Magu’s nomination, rejection not transparent ― SERAP

Following Ibrahim Magu’s rejection by the Senate as the substantive head of the Economic and Financial Crimes Commission, a rights group, the Socio-Economic Rights and Accountability Project (SERAP), has questioned the constitutional validity of the nomination and confirmation processes leading to Magu’s rejection for the second time.

According to SERAP’s Executive Director, Adetokunbo Mumuni, in a statement on Thursday, the rejection of Magu as Chairman of the EFCC by the Senate of Nigeria on the pretext of conflicting and inconsistent reports on him by the government of President Muhammadu Buhari, is a slap in the face of Nigerians who are victims of grand corruption.

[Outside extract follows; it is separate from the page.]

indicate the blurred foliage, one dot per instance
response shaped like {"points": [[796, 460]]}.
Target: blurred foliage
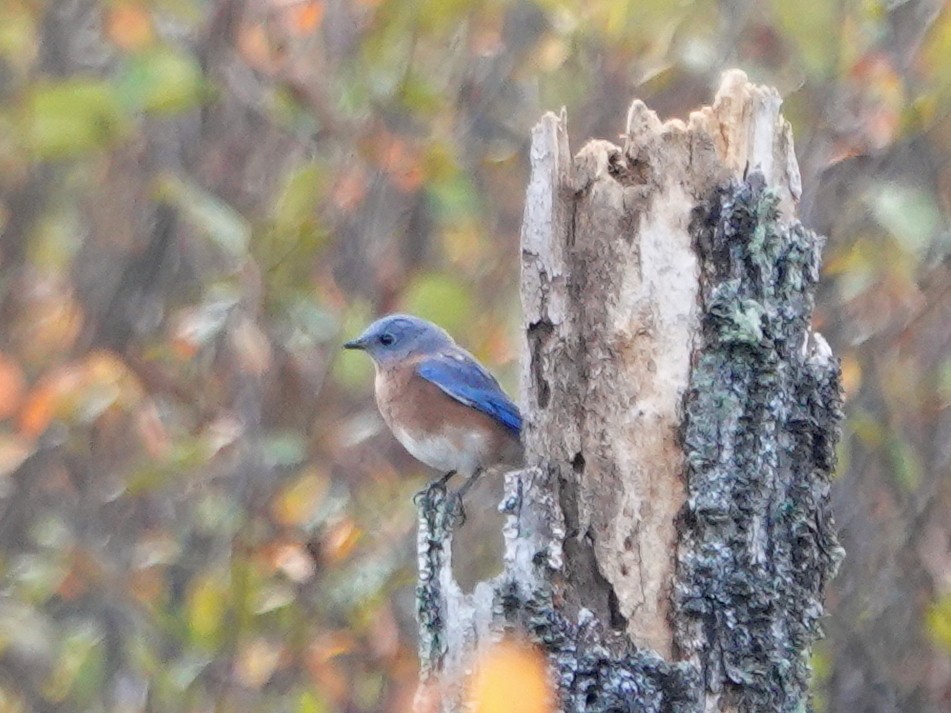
{"points": [[199, 509]]}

Mr. Magu’s confirmation was first rejected on December 15, 2016 on basically the same grounds.

“The entire process for the submission of Magu’s name for confirmation by the Senate, and the purported confirmation hearing by the Senate is utterly unsatisfactory.”

“While it is true that the Senate has the right to either reject or accept the nomination of Magu as the Chairman of the EFCC, it has a constitutional duty to act reasonably, logically, and rationally. The Senate ought to have critically engaged with the two reports by the Department of State Services (DSS) and provided Magu with meaningful opportunity to be heard,” Mumuni said.

“Rather than working together to promote and enhance the independence, integrity and effectiveness of the EFCC, both the presidency and the Senate would seem to have failed to pursue this legitimate governmental purpose and international requirement, and implicitly, constitutional measure.”

“SERAP therefore urges President Buhari to demonstrate genuine political will to fight corruption by urgently resolving the contradictions and inconsistencies in his presentation of Magu for confirmation by the Senate, and to then take rational and reasonable measures to re-nominate him for confirmation.”

“We also urge the Senate to carry out its duty to confirm Magu in line with constitutional and international requirements and without any political or ulterior considerations whatsoever.”

“The Senate must come clean and explain to Nigerians why it failed to invite the DSS to clarify its two reports or invite someone from the presidency to explain why Magu was re-nominated, and in fact to justify why it sent two reports in the first place. It is in the interests of justice and public engagement that Nigerians hear those explanations from the Senate as to why it chose the least favourable report to reject Magu,” the statement reads in part.